Mickey's boxing career resulted in a notable physical change in the 1990s, as his face needed reconstructive surgery in order to mend his injuries. His face was later called, "appallingly disfigured." In 2009, the actor told England's The Daily Mail that he had gone to "the wrong guy" for his surgery, and that his plastic surgeon had left his features, "a mess."

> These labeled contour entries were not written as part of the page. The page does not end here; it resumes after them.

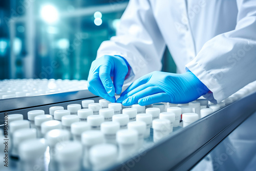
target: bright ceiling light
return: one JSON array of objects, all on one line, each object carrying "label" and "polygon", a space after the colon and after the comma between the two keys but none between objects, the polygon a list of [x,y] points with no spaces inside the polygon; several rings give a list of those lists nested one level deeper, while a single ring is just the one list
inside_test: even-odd
[{"label": "bright ceiling light", "polygon": [[51,5],[47,5],[42,7],[41,10],[42,18],[47,23],[53,23],[58,18],[58,13],[57,9]]}]

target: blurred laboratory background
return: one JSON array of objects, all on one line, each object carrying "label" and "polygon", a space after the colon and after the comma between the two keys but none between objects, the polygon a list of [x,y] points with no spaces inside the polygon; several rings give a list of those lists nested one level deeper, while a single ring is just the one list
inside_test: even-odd
[{"label": "blurred laboratory background", "polygon": [[[87,79],[98,48],[115,35],[128,2],[1,1],[0,79]],[[176,72],[167,48],[162,63],[163,71]]]}]

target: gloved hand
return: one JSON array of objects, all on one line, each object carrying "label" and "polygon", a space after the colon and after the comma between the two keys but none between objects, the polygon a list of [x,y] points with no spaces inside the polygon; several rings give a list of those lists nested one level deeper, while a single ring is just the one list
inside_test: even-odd
[{"label": "gloved hand", "polygon": [[126,60],[119,56],[104,55],[95,60],[89,71],[88,90],[95,95],[116,102],[115,92],[121,93],[128,67]]},{"label": "gloved hand", "polygon": [[135,80],[117,100],[124,105],[161,102],[186,103],[209,91],[190,71],[184,74],[155,71]]}]

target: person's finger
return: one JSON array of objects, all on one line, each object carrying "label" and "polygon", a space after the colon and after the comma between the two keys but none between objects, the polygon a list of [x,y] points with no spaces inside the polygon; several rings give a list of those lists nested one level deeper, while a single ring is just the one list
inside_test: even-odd
[{"label": "person's finger", "polygon": [[169,96],[166,93],[160,93],[146,96],[140,99],[138,103],[140,105],[146,105],[161,102],[171,102]]}]

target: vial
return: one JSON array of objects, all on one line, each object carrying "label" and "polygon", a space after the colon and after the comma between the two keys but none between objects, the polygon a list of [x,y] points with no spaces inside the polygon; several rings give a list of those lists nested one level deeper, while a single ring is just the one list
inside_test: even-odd
[{"label": "vial", "polygon": [[117,122],[104,122],[100,125],[100,131],[104,134],[104,141],[110,144],[116,144],[116,132],[120,130],[120,123]]},{"label": "vial", "polygon": [[53,116],[55,111],[63,110],[64,110],[64,108],[62,106],[52,106],[49,109],[49,111],[50,115]]},{"label": "vial", "polygon": [[56,144],[56,160],[60,171],[79,171],[81,168],[82,145],[77,141],[62,141]]},{"label": "vial", "polygon": [[159,119],[167,119],[170,121],[169,132],[172,133],[174,123],[175,121],[175,114],[171,112],[163,112],[160,114]]},{"label": "vial", "polygon": [[170,122],[165,119],[157,119],[153,120],[152,127],[153,128],[154,142],[157,142],[170,133]]},{"label": "vial", "polygon": [[167,112],[174,113],[175,114],[175,121],[174,123],[174,127],[179,126],[181,115],[181,109],[179,107],[170,107],[167,109]]},{"label": "vial", "polygon": [[33,110],[28,112],[28,119],[30,122],[30,126],[32,128],[35,128],[35,117],[40,115],[45,115],[45,111],[43,110]]},{"label": "vial", "polygon": [[132,108],[137,109],[137,113],[138,114],[145,113],[145,106],[144,105],[140,105],[139,104],[133,104]]},{"label": "vial", "polygon": [[43,137],[41,132],[41,124],[44,122],[51,120],[52,120],[52,116],[51,115],[42,115],[35,117],[35,125],[37,138],[42,138]]},{"label": "vial", "polygon": [[149,114],[140,114],[136,115],[136,121],[142,121],[146,123],[146,129],[144,138],[147,138],[150,136],[150,127],[152,123],[152,115]]},{"label": "vial", "polygon": [[90,103],[94,103],[93,100],[84,100],[82,101],[82,106],[83,109],[88,109],[88,105]]},{"label": "vial", "polygon": [[103,170],[116,162],[118,153],[116,145],[98,144],[90,150],[90,159],[94,171]]},{"label": "vial", "polygon": [[78,122],[79,118],[76,115],[66,115],[61,118],[62,129],[66,130],[70,132],[71,131],[71,124]]},{"label": "vial", "polygon": [[212,113],[212,112],[213,112],[212,109],[210,108],[202,109],[200,111],[201,118]]},{"label": "vial", "polygon": [[122,104],[119,103],[111,103],[109,104],[109,108],[114,110],[114,114],[117,115],[121,114],[122,110]]},{"label": "vial", "polygon": [[146,132],[146,125],[142,121],[132,121],[128,123],[128,130],[134,130],[138,132],[138,144],[137,148],[139,149],[142,147],[144,142],[144,135]]},{"label": "vial", "polygon": [[62,116],[70,115],[70,111],[66,110],[54,111],[54,118],[55,120],[61,121]]},{"label": "vial", "polygon": [[[19,154],[22,170],[36,170],[44,171],[46,169],[45,154],[47,145],[43,139],[31,139],[25,141],[19,146]],[[38,159],[40,159],[38,160]]]},{"label": "vial", "polygon": [[77,111],[77,115],[80,121],[87,121],[88,116],[93,115],[93,111],[90,109],[79,109]]},{"label": "vial", "polygon": [[70,111],[71,115],[77,115],[77,111],[81,109],[81,104],[71,104],[68,105],[67,109]]},{"label": "vial", "polygon": [[126,129],[127,124],[129,122],[129,116],[126,114],[114,115],[112,117],[113,122],[117,122],[120,123],[120,129]]},{"label": "vial", "polygon": [[104,117],[102,115],[93,115],[87,117],[87,123],[91,126],[91,130],[100,130],[100,124],[104,122]]},{"label": "vial", "polygon": [[183,127],[186,127],[190,123],[198,120],[199,116],[195,113],[185,113],[183,114]]},{"label": "vial", "polygon": [[101,104],[102,109],[105,109],[105,108],[108,108],[108,107],[109,106],[109,104],[111,103],[111,102],[109,100],[106,100],[106,99],[103,99],[99,100],[99,103]]},{"label": "vial", "polygon": [[94,115],[98,115],[99,110],[102,109],[101,104],[99,103],[90,103],[88,104],[88,109],[93,110]]},{"label": "vial", "polygon": [[116,141],[118,144],[118,158],[123,161],[133,155],[137,149],[138,133],[134,130],[121,130],[116,133]]},{"label": "vial", "polygon": [[137,109],[135,108],[126,108],[123,109],[123,114],[129,116],[129,121],[134,121],[136,120]]},{"label": "vial", "polygon": [[90,130],[89,124],[84,121],[76,122],[71,124],[71,133],[73,139],[75,141],[81,142],[81,135],[86,131]]},{"label": "vial", "polygon": [[114,115],[114,110],[111,108],[105,108],[99,110],[99,115],[104,117],[105,121],[112,121]]}]

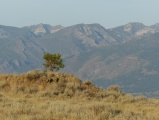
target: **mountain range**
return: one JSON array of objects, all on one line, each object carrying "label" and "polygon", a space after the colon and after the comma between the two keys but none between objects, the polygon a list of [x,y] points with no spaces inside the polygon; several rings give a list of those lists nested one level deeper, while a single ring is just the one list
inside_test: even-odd
[{"label": "mountain range", "polygon": [[128,23],[63,27],[0,25],[0,73],[43,68],[45,52],[61,53],[61,72],[90,79],[97,86],[118,84],[125,92],[159,95],[159,24]]}]

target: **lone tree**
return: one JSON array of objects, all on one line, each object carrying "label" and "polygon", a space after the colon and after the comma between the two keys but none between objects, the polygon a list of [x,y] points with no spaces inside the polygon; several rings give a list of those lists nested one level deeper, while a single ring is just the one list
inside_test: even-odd
[{"label": "lone tree", "polygon": [[64,64],[62,63],[61,54],[50,54],[44,53],[43,59],[45,63],[43,64],[46,69],[50,71],[58,71],[60,68],[64,68]]}]

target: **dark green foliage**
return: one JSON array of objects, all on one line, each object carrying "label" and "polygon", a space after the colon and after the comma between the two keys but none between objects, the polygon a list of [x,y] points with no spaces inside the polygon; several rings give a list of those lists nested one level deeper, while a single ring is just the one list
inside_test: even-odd
[{"label": "dark green foliage", "polygon": [[43,59],[45,60],[44,67],[50,71],[58,71],[60,68],[64,68],[64,64],[61,58],[61,54],[44,53]]}]

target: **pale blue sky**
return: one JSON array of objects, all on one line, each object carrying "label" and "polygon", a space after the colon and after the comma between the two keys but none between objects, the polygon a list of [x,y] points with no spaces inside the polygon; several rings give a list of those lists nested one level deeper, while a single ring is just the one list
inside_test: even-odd
[{"label": "pale blue sky", "polygon": [[129,22],[159,23],[159,0],[0,0],[1,25],[99,23],[112,28]]}]

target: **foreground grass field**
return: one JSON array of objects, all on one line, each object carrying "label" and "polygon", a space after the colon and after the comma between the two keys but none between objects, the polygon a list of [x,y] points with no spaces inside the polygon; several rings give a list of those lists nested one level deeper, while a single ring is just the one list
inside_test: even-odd
[{"label": "foreground grass field", "polygon": [[31,71],[0,75],[2,120],[159,120],[159,100],[96,88],[76,76]]}]

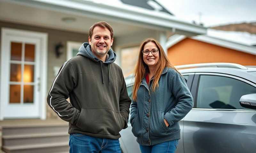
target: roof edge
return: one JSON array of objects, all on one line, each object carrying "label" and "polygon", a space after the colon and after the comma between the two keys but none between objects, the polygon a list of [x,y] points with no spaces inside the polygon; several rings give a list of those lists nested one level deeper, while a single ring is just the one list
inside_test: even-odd
[{"label": "roof edge", "polygon": [[191,37],[187,37],[184,35],[175,34],[169,38],[166,43],[166,47],[167,48],[169,48],[186,38],[189,38],[194,40],[256,55],[255,47],[224,40],[207,35],[199,35]]},{"label": "roof edge", "polygon": [[185,32],[193,35],[206,33],[206,28],[188,23],[176,17],[167,17],[164,15],[156,16],[152,13],[142,13],[90,1],[81,0],[9,0],[8,2],[91,18],[105,18],[114,21],[134,24],[163,31],[172,31],[175,29],[181,32],[177,33],[182,34],[182,32]]}]

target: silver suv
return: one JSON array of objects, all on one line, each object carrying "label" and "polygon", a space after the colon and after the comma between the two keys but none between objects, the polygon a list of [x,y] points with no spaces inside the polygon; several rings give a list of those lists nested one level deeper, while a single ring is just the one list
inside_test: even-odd
[{"label": "silver suv", "polygon": [[[256,66],[215,63],[176,67],[194,106],[180,121],[181,139],[176,152],[256,152]],[[126,79],[131,98],[131,76]],[[130,122],[120,133],[123,152],[140,152]]]}]

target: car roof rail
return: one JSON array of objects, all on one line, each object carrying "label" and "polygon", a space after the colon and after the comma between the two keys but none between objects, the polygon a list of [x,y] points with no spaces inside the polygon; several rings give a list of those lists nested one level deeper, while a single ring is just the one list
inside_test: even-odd
[{"label": "car roof rail", "polygon": [[232,68],[243,69],[248,69],[242,65],[231,63],[209,63],[192,64],[191,64],[177,65],[175,67],[178,69],[188,68],[202,68],[205,67],[217,67],[221,68]]}]

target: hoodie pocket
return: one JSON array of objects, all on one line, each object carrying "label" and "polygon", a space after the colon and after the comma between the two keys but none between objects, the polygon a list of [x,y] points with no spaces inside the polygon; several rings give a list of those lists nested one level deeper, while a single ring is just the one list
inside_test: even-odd
[{"label": "hoodie pocket", "polygon": [[84,132],[116,135],[123,127],[121,115],[109,109],[82,108],[76,126]]}]

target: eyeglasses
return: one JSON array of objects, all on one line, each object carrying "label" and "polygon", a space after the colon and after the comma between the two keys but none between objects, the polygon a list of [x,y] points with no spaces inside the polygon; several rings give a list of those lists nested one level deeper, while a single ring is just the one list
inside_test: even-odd
[{"label": "eyeglasses", "polygon": [[151,54],[152,54],[152,55],[155,55],[157,54],[158,49],[153,49],[151,50],[151,51],[149,51],[148,49],[145,49],[144,50],[142,51],[142,54],[145,56],[148,56],[148,55],[150,52],[151,52]]}]

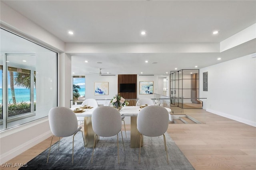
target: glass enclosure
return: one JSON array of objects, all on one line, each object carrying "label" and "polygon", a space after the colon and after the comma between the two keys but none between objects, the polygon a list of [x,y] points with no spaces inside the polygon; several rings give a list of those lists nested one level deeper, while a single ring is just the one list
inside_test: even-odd
[{"label": "glass enclosure", "polygon": [[47,116],[57,106],[57,53],[1,28],[0,130]]}]

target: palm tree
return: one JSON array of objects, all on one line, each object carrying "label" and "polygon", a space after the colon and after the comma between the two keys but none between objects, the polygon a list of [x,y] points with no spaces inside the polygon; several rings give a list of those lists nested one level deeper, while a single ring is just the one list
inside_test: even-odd
[{"label": "palm tree", "polygon": [[[14,75],[15,83],[14,85],[26,88],[30,88],[30,74],[23,72],[16,72]],[[34,75],[34,84],[36,86],[36,74]]]},{"label": "palm tree", "polygon": [[14,78],[13,76],[13,72],[9,71],[10,74],[10,86],[11,88],[11,93],[12,93],[12,103],[14,104],[16,104],[16,98],[15,98],[15,93],[14,91]]},{"label": "palm tree", "polygon": [[[80,86],[76,84],[73,84],[73,100],[77,99],[80,97],[79,94],[79,90],[80,89]],[[79,89],[79,90],[78,90]]]}]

He has been married twice. In 1981, he married Debra Feuer, who he met on the set of Hardcase (1981) and who co-starred with him in Homeboy (1990) as his love interest. The marriage ended in 1989, with Rourke subsequently commenting that making the film 9½ Weeks "was not particularly considerate to my wife's needs."

 

Wild Orchid co-star Carré Otis was briefly a cause célèbre following the release of the film owing to rumours that she and then-lover Mickey filmed an unsimulated sex scene. Carré married Mickey on June 26, 1992. In 1994, Mickey was arrested for spousal abuse. The charges were later dropped. The couple reconciled and also starred together in Exit in Red, but their marriage ended in December 1998. In November 2007, Rourke was arrested again, this time on DUI charges in Miami Beach. It is rumoured that Mickey is now engaged to Russian model Elena Kuletskaya and that they plan to marry in Spring 2010.

 

Although it is reported that Mickey still "practices his Catholic faith," it is evident from this short biography that there is a singular ingredient missing from Mickey's life:  a personal relationship with Jesus Christ resulting in peace and stability.  Rage is a problem, depression has been devastating for him, immorality is the norm in his life.  When speaking of his comeback to film and life, he credits psychiatric treatment, a Catholic priest named Pete, and his dogs.

 

Please pray for Mickey this week.  Pray that the God of the universe will do an extraordinary work in his life to bring him to a critical moment of decision for a personal relationship with Jesus and eternal life.